Nach Verbrechen in Nordstetten: 50-köpfige Sonderkommission eingerichtet

von Florian Ganswind und Jürgen Lück

Horb - Ein bekannter Horber Geschäftsmann ist zwischen Freitagabend und Samstagmorgen getötet worden. Davon geht seit Kurzem die Polizei aus. Deshalb hat sie eine 50-köpfige Ermittlungsgruppe eingerichtet.

Straße für Straße suchen die Polizisten ab. Sie schauen über jeden Gartenzaun. Auch an den Papiercontainern in der Josef-Hezel-Straße bleiben sie stehen und suchen Zentimeter für Zentimeter nach irgendetwas ab. In dem rund 2500 Einwohner zählenden Nordstetten spricht sich die Nachricht schnell rum. In der Weikersthalstraße, einer ruhigen Wohnstraße im Dorf, ist etwas Schlimmes passiert. Ein 57-jähriger Immobilienberater und -investor, der in Horb gut bekannt ist, ist getötet worden.
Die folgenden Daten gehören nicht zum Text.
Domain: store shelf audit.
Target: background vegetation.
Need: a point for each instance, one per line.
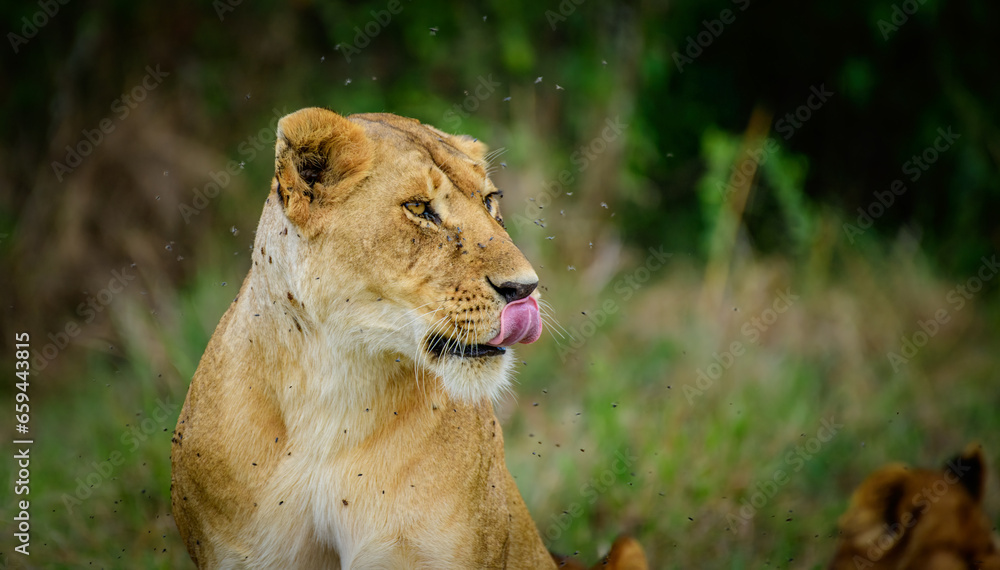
(740, 137)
Als am Samstagmorgen um 10 Uhr der 57-Jährige gefunden wurde, war das noch nicht so klar. In der Mitteilung von Polizei und Staatsanwaltschaft heißt es: "Der herbeigerufene Notarzt stellte den Tod des Mannes fest. Nach ersten Feststellungen blieb die Todesursache unklar." Am Leichnam sind also wohl keine äußeren Spuren. Doch irgendetwas stimmt nicht. Eine Obduktion wird angeordnet, die dann am Dienstag zu dem Ergebnis kommt, das ein Tötungsdelikt vorliegen muss. Doch von einem Tatverdächtigen fehlt wohl bisher jede Spur. Deswegen wird auch schnell von der Sonderkommission ein Hinweistelefon (unter der Telefon Nummer 0741/477-108) geschaltet. Das sei nicht ungewöhnlich, wenn es in einem Tötungsfall zum Anfang keine Hinweise gibt, erklärt Frank Grundke, Sprecher der ermittelnden Staatsanwaltschaft Rottweil.
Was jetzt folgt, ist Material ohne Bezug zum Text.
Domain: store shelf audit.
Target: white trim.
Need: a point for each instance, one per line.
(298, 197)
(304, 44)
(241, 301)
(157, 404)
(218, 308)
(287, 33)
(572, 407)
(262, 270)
Man hofft auf Hinweise aus der Bevölkerung. Das Opfer lebte zuletzt zurückgezogen. Immer wieder hatte er in den vergangenen Jahrzehnten mit bekannten Bauprojekten in Horb auf sich aufmerksam gemacht, aber vor allem auch in den neuen Bundesländern viel investiert. Zuletzt, so heißt es, habe er von den Mieteinnahmen seiner 400 Wohnungen und Immobilien gelebt. Er sei, so sagt sein Umfeld, gesundheitlich stark angeschlagen gewesen. Seit Jahren schwächte ihn die Krankheit COPD, eine chronische Erkrankung der unteren Atemwege. Auch Nachbarn sagen, er habe wenig Kontakt gehabt. Manche berichten, dass er nicht immer ein einfacher Zeitgenosse gewesen sei.
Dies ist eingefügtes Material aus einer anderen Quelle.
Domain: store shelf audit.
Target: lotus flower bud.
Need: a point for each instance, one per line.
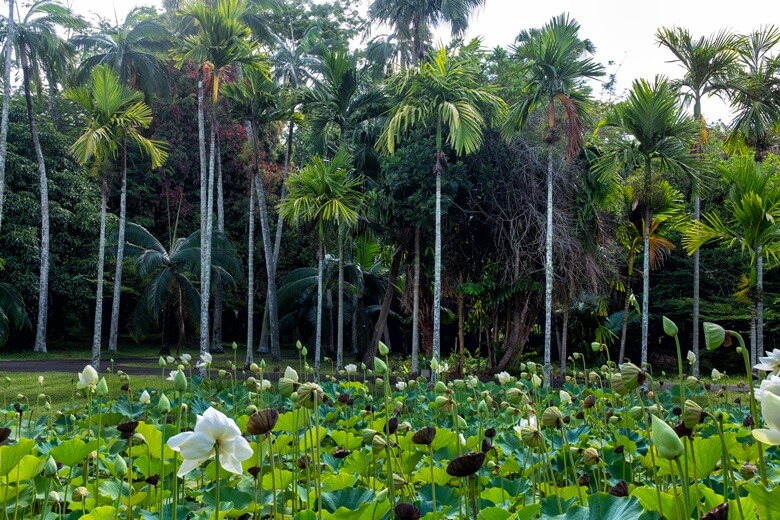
(665, 439)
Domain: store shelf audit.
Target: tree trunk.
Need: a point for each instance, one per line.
(216, 339)
(461, 331)
(43, 285)
(646, 267)
(759, 307)
(318, 332)
(340, 303)
(696, 290)
(6, 99)
(384, 310)
(120, 253)
(250, 290)
(204, 267)
(548, 271)
(416, 305)
(438, 169)
(98, 330)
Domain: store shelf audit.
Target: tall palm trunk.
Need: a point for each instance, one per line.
(98, 330)
(250, 289)
(6, 99)
(43, 285)
(318, 332)
(438, 169)
(416, 304)
(646, 265)
(340, 316)
(120, 253)
(548, 270)
(216, 340)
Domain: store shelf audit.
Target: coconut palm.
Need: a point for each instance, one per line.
(135, 50)
(219, 39)
(707, 61)
(655, 136)
(36, 40)
(13, 314)
(556, 63)
(753, 208)
(171, 273)
(324, 192)
(445, 92)
(116, 114)
(8, 55)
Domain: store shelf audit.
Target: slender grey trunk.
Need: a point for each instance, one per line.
(548, 271)
(340, 299)
(696, 289)
(120, 254)
(250, 303)
(6, 99)
(759, 307)
(98, 330)
(416, 304)
(436, 349)
(318, 333)
(646, 268)
(43, 285)
(216, 339)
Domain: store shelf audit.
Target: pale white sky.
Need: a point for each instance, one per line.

Mit der Ortsverwaltung war er vor einigen Jahren wegen eines Bauprojekts angeeckt. Doch es gab auch die andere Seite des 57-Jährigen. Er engagierte sich für kulturelle und soziale Aktionen in der Stadt. Zur genauen Todesursache will die Staatsanwaltschaft keine konkreten Angaben machen – "aus ermittlungstaktischen Gründen". So viel ist klar: Es gab keine Stich- oder Schussverletzungen, auch Würgemale hat es wohl nicht gegeben. Es muss also wohl eine Tötung ohne äußere Gewalt gewesen sein.

Die Kriminalpolizeidirektion Rottweil hat noch im Laufe des Dienstags eine 50-köpfige Sonderkommission eingerichtet. Für die Ermittler ist besonders wichtig: "Wer hat im Zeitraum von Freitagabend bis Samstagmorgen im Bereich der Weikersthalstraße verdächtige Wahrnehmungen oder Beobachtungen gemacht. Auch scheinbar unbedeutende Feststellungen können für die Ermittler von entscheidender Bedeutung für die Aufklärung des Verbrechens sein."